The version of ROCm used to reproduce this problem is 5.5.0 RC5. Test was ran on two MI210s.

gcongiu commented 1 year ago

I verified this with rocm-5.5.0 stable release and the problem is also present there.

gcongiu commented 1 year ago

@ammarwa any update on this?

gcongiu commented 1 year ago

Added reproducer issue-113.tar.gz

ppanchad-amd commented 3 months ago

@gcongiu Apologies for the lack of response. Can you please check if your issue still exists with the latest ROCm 6.2? If so, we will further investigate the issue. Thanks!

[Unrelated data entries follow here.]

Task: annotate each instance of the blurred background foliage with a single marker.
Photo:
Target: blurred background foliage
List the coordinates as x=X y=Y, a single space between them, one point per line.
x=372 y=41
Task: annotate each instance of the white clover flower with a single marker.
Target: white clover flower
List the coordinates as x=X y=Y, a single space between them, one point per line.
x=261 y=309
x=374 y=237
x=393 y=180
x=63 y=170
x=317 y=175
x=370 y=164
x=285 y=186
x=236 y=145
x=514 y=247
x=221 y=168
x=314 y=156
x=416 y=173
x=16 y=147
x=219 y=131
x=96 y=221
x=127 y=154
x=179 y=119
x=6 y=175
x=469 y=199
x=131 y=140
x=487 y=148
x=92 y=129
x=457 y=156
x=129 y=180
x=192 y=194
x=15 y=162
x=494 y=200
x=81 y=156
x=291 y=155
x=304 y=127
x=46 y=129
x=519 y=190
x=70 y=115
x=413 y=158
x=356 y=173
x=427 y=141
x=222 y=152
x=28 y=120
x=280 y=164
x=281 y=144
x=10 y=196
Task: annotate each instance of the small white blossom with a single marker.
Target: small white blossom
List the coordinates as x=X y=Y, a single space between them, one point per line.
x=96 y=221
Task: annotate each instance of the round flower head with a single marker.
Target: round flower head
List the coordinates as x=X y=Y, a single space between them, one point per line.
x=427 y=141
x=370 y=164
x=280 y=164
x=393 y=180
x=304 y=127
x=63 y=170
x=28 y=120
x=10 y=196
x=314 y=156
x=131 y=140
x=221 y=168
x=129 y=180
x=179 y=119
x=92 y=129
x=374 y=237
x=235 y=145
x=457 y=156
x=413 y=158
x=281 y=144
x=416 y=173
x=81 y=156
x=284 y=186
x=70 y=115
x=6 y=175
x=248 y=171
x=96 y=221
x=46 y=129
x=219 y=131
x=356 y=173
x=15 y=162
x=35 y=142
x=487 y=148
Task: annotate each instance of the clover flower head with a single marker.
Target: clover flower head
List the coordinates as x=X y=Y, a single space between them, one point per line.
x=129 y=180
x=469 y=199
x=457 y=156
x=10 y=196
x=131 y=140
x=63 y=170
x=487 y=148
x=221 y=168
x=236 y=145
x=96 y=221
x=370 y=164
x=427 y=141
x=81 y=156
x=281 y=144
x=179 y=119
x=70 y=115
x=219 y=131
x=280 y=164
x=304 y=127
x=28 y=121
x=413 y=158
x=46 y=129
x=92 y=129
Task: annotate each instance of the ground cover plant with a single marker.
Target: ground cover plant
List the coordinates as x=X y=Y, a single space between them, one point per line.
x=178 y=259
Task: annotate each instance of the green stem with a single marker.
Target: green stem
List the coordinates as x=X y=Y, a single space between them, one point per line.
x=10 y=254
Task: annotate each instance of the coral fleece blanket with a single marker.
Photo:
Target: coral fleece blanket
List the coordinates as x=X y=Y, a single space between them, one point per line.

sohaibnd commented 1 month ago

Hi @gcongiu, I have not been able to reproduce this on ROCm 6.2 using 2 MI210s and the reproducer code you provided. Can you try upgrading to ROCm 6.2 and check if the issue persists?

sohaibnd commented 1 month ago

@gcongiu I'm going to close this issue due to inactivity. If the issue is still present, feel free to re-open the ticket and we can look into it further.